Then, water was added to make the reaction, and extraction was carried out with diethyl ether. The organic phase was dried over sodium sulfate, filtered and concentrated. Thereafter, the object of the above formula (1-202) was isolated by ruthenium dioxide gel column chromatography (developing solvent: hexane / dichloromethane = 2 / 1).

(Synthesis Example 4)

The compound of the formula (1-107) was synthesized by the method shown below.

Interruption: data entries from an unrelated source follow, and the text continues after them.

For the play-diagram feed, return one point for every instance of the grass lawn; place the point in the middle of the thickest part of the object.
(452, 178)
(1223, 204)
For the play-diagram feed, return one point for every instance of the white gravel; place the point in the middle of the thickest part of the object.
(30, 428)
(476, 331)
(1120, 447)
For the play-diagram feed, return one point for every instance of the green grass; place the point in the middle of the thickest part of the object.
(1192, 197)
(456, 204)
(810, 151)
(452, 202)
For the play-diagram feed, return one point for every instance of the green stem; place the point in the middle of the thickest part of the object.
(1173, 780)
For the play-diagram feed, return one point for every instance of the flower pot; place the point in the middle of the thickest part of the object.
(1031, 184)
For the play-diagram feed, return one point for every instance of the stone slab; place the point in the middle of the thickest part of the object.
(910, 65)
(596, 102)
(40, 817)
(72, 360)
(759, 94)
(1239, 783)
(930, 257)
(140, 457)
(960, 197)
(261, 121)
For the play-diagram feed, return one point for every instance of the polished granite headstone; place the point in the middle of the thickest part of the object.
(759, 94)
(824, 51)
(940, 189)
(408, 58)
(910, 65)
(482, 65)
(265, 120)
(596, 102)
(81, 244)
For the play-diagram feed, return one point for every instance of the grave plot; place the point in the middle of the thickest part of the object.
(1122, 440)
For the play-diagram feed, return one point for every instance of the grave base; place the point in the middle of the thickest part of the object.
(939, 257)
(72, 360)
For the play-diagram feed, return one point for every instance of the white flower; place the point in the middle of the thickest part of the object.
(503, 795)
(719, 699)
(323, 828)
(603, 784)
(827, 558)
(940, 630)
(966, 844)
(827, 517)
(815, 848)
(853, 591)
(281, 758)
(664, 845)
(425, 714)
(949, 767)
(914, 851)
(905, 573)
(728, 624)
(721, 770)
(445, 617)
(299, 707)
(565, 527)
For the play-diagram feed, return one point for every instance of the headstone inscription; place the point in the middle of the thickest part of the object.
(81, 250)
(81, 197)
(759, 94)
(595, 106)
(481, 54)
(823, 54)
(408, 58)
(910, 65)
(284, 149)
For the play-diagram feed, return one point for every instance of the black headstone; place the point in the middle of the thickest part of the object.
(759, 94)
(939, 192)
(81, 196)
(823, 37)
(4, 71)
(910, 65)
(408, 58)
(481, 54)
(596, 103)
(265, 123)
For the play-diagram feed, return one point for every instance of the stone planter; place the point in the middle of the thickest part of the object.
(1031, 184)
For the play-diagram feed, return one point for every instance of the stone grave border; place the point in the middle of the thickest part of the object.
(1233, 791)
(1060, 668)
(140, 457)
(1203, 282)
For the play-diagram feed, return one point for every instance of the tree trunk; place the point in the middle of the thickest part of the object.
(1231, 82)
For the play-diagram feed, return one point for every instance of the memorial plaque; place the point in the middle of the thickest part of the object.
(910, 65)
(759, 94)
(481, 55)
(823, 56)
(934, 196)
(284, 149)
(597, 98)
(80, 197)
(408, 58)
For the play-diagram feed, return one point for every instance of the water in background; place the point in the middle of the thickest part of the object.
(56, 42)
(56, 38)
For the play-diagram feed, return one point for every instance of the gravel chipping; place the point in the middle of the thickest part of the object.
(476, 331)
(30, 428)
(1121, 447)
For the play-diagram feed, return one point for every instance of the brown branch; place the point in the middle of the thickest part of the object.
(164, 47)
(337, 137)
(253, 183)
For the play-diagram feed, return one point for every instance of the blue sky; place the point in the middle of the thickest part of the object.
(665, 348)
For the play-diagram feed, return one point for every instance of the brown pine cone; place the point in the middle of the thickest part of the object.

The above formula (1-204) was synthesized by the method shown below. Compound.

2-Bromodibenzothiophene (13.16 g, 50 mmol) represented by the above formula (1-203), and the above formula (1-195) were placed in a 300 mL Schlenk tube equipped with a stirring member and replaced with argon. Aniline (4.66 g, 50 mmol), palladium acetate (225 mg, 1.0 mmol), toluene (150 mL), tri-tert-butylphosphine (202 mg, 1.0 mmol) and potassium butoxide (5.61 g, 50 mmol) Seal it. Thereafter, the mixture was stirred at 100 ° C for 18 hours.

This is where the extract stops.